Other Considerations
Because of the steady aging of the population and the increase in illness severity of hospitalized patients, estimation of renal function is often needed for drug dosing or patient care in these settings. In older adults, the strength of the association between age and GFR may be overestimated by the Cockcroft-Gault formula; however, this varies among studies. It is not clear whether any of these formulas apply to older adults, but they are currently the best available alternative to assess kidney function quickly. In sick hospitalized patients, both the MDRD and the Cockcroft-Gault formulas significantly overestimate GFR and their poor performance is not clinically acceptable.9 By introducing other variables that may adjust for severity of illness, performance of the six-variable MDRD equation, which includes corrections for albumin and blood urea nitrogen levels, is partially improved, suggesting that future models should incorporate multiple surrogate markers of GFR to improve the estimation.
Summary
- Estimation of glomerular filtration rate (GFR) to assess kidney function facilitates the detection, evaluation, and management of kidney disease.
- Estimation equation results should be interpreted in the context of the clinical setting being applied.

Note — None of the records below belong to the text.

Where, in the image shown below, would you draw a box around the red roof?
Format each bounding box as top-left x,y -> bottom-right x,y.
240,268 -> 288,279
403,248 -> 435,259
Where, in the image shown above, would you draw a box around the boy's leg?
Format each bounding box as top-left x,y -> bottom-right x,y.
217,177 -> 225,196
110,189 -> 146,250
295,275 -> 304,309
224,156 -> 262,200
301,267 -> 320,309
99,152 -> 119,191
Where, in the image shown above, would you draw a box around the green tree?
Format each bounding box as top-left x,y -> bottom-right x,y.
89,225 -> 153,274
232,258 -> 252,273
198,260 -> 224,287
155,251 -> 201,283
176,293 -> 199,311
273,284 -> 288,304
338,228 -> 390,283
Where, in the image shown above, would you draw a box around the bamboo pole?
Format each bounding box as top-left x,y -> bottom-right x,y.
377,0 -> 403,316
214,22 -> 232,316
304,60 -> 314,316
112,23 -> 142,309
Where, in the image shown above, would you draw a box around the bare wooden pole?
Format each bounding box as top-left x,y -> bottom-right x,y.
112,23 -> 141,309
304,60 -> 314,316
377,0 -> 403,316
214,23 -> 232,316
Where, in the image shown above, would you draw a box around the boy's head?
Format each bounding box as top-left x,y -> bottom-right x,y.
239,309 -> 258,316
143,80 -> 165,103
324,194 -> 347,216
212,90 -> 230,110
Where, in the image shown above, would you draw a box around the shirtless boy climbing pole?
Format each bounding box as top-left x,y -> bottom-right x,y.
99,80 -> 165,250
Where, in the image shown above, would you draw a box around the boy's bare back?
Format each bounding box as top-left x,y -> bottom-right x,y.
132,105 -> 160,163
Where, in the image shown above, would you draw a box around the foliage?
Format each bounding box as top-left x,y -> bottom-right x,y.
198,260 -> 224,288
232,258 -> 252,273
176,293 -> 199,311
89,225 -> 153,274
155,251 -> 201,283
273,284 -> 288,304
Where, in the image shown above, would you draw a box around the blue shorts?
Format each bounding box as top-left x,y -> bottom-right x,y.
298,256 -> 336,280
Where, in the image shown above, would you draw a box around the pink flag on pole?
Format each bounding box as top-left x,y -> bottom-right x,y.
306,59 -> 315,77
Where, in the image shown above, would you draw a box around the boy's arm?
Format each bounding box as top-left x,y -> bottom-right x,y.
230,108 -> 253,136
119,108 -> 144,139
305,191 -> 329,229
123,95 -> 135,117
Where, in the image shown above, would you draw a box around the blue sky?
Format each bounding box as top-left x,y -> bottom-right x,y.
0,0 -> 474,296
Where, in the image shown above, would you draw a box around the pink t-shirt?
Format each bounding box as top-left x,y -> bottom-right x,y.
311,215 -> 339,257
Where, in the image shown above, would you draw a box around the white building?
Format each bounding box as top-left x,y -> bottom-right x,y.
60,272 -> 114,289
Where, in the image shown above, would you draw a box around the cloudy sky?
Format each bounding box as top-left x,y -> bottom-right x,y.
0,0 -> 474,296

- An important aspect of creatinine-based GFR estimation equations is the recognition and acknowledgment of their limitations in each clinical setting.
- The applicability of these estimation equations is satisfactory in settings that resemble the original population and methods used to develop the model, such as patients with established chronic kidney disease, and are an invaluable tool for the assessment of patients with kidney disease.
References
- Stevens LA, Levey AS. Measurement of kidney function. Med Clin North Am. 2005, 89: 457-473.
- Stevens LA, Coresh J, Greene T, Levey AS. Assessing kidney function—measured and estimated glomerular filtration rate. N Engl J Med. 2006, 354: 2473-2483.
- Poggio ED, Hall PM. Estimation of glomerular filtration rate by creatinine-based formulas: Any room for improvement? NephSAP. 2006, 5: 131-140.
- Cockcroft DW, Gault MH. Prediction of creatinine clearance from serum creatinine. Nephron. 1976, 16: 31-41.
- Levey AS, Bosch JP, Lewis JB, et al: A more accurate method to estimate glomerular filtration rate from serum creatinine: A new prediction equation. Modification of Diet in Renal Disease Study Group. Ann Intern Med. 1999, 130: 461-470.
- Coresh J, Astor BC, McQuillan G, et al: Calibration and random variation of the serum creatinine assay as critical elements of using equations to estimate glomerular filtration rate. Am J Kidney Dis. 2002, 39: 920-929.
- Poggio ED, Wang X, Greene T, et al: Performance of the modification of diet in renal disease and Cockcroft-Gault equations in the estimation of GFR in health and in chronic kidney disease. J Am Soc Nephrol. 2005, 16: 459-466.
- Rule AD, Larson TS, Bergstralh EJ, et al: Using serum creatinine to estimate glomerular filtration rate: Accuracy in good health and in chronic kidney disease. Ann Intern Med. 2004, 141: 929-937.
- Poggio ED, Nef PC, Wang X, et al: Performance of the Cockcroft-Gault and modification of diet in renal disease equations in estimating GFR in ill hospitalized patients. Am J Kidney Dis. 2005, 46: 242-252.